What inspired you to become a structural engineer?
As a child, I enjoyed deconstructing things and building them back, primarily to understand how they work and how components are connected. These included radios, turntables and computers.
Thinking back, it seems that my father was my main inspiration, who as a civil engineer, showed me every side of the construction industry from sketching and modelling to site scheduling and pouring concrete.
Later, I chose research in structural engineering, as it is at the intersection between theory and practice and outcomes of my work can have impact on how structures will be designed.
What are the greatest achievements of your career?
I have had the opportunity to be part of world-leading research groups, publishing around 40 peer reviewed papers in journals and conference proceedings as well as technical reports.

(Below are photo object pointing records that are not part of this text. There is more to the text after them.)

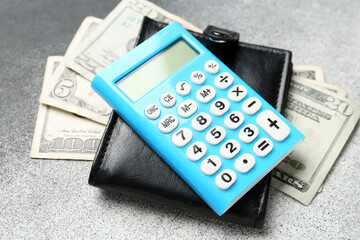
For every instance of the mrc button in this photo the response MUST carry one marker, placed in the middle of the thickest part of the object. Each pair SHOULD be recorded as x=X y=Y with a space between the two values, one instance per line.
x=168 y=123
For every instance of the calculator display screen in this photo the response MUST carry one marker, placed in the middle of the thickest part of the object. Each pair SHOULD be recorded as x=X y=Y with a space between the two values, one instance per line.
x=156 y=69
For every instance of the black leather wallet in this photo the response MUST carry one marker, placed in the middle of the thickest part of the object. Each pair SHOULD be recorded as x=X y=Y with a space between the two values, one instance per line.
x=125 y=163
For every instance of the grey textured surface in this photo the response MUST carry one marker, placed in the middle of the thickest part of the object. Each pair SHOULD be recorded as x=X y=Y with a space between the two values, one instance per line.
x=47 y=199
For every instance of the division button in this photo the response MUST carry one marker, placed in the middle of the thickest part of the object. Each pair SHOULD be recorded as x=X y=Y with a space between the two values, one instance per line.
x=205 y=94
x=244 y=163
x=263 y=147
x=197 y=77
x=223 y=80
x=152 y=111
x=225 y=179
x=168 y=123
x=251 y=106
x=237 y=93
x=210 y=165
x=168 y=100
x=187 y=108
x=183 y=88
x=273 y=125
x=212 y=67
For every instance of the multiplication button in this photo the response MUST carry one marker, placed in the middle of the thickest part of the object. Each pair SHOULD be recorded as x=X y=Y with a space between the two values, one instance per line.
x=152 y=111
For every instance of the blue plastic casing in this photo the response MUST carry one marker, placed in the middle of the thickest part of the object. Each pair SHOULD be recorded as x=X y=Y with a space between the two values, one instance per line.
x=133 y=114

These include investigations focusing of hybrid and composite steel-concrete members and connections, dissipative steel elements, FRP-concrete composites and reinforced concrete components, both under static and extreme loading. More recently, I have been awarded the ‘2019 Best Research Paper Prize’ in IStructE’s Structures Journal.
How would you define structural engineering?
Structural engineering is the engineering discipline that designs the skeleton of our infrastructure such as skyscrapers and bridges. It is at the intersection between physical laws, empirical knowledge, intuition and mathematics. It plays with materials and geometries to shape everything that is manmade, and it is everywhere in our surroundings.
Structural engineering ensures that our built environment is safe for users, that the structures we live in and use every day are able to withstand natural hazards such as earthquakes, explosions, impact or floods, and that they are durable and sustainable.
Who should become a structural engineer?
Structural engineering is for everyone who has an interest in shaping our built environment, has knowledge in maths and technology and has good critical thinking and reasoning skills.
What does Chartered Membership of the Institution mean to you?
Being elected as a Member is a high point of my career, as it is a recognition of my expertise and hard work, and means I am part of the structural engineering ‘elite’.
How do you interact with the Institution?
I am really involved with IStructE’s London Young Members Group and South Eastern Regional Group where I have been a committee member for the past two years.
I have also written papers which have been published in Structures and I am planning to take more active roles at the HQ by joining committees and panels which are related to my academic work.
I regularly attend events at HQ and in my local region. There is a huge benefit to attending these events, particularly in getting a deeper insight into practical aspects of all areas of structural engineering. They are also a good opportunity to meet other members of the Institution.
I am a keen reader of The Structural Engineer as it publishes high quality articles which I find extremely useful for my development. Key sections that I enjoy reading are the ‘Project focus’ and ‘Technical Guidance Notes’, but also find useful the ‘Professional guidance’ section and Verulam.
As my main focus is research in structural engineering, papers from Structures Journal are essential to keep up with new research developments.